Abstract

Using panel data for the period 1970-97, I examine the relation between a developing country's trade openness and the stock of its FDI liabilities. The paper makes two contributions. First, I find that trade openness is positively correlated with FDI liabilities, with or without country fixed effects. Moreover, this correlation remains robust to the inclusion of additional variables on the right hand side, such as GDP per capita, inflation, institutional quality, macroeconomic volatility and measures of capital controls. Secondly, I show that the source of this correlation is causality from FDI to trade openness, rather than the other way around. To establish this, I run IV regressions first with FDI as the dependent variable, and trade liberalization dates instrumenting for trade openness, and then with trade openness as the dependent variable, and bilateral investment treaties signed by countries instrumenting for FDI. I find that trade liberalization increases trade openness, but predicted trade openness has no explanatory power for FDI liabilities.
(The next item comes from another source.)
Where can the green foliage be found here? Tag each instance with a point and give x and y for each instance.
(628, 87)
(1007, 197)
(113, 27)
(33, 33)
On the other hand, the number of bilateral investment treaties signed by a country significantly increases its stock of FDI liabilities, and the predicted stock of FDI liabilities has significant explanatory power for trade openness. This is an important finding because the standard approach so far in the literature has been to include trade openness on the right hand side of regressions (with the left hand side involving some measure of FDI liabilities), thereby implicitly assigning to it a causal role. My paper shows that this practice introduces endogeneity bias in the regression coefficients.